My father insulted a girl who works in a meat restaurant when he called her this ‘title’


Posts posted on the Instiz online community on the 26th:
“Original Honorific Address” vs. “The Other Side of Nuance”. Opinions were divided.

A debate broke out on the network over the words of a girl who works part-time in a meat restaurant.

On August 26, an article was posted on the online community Instiz, which said, “My father swore when he called the worker girl agashi.”

Agashi (아가씨) is a term used to address young girls, but is sometimes used to insult.

In the article, the author stated that she went to a meat restaurant to eat with her family.

The author said, “Today I was having lunch with my family at a meat restaurant, and my father said to a part-time worker between the ages of 20 and 25, ‘Please take the order, ahashi”. The girl was upset and asked not to call her that.

But my father continued, “In the end, the owner of the restaurant apologized, and everything would be over. Agashi is a rather high treatment. Why the hell don’t you like being called agashi? he finished.

The dictionary meaning of the word “agashi” includes the meaning “a word used to address a girl or address the daughter of an unmarried nobleman.” It has the same meaning as “Nangja” or “Gyusu”, which were used in the past to refer to unmarried windy women.

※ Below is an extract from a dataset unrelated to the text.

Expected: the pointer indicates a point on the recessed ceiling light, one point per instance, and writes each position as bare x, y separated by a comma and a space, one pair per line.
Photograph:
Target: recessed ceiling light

However, the National Institute of Korean Language published in March 2020 the booklet “What Should We Call You?” It can be seen as an intent to bring out the difference in social power that China has as a customer.” That is, in China, “agashi” is already commonly used to refer to employees of service organizations such as restaurants, beauty salons and shops.”

This is because “agashi” in Korea has such a negative trail of meaning, this is a very sensitive appeal.

For comparison, in Russia, “agashi” can be compared with “wench”.

Netizens who shared this story on Instiz expressed varying opinions, such as “I think it should just be called ‘sorry!’, ‘I wonder if my father also says’, and ‘Isn’t that too sensitive for us?’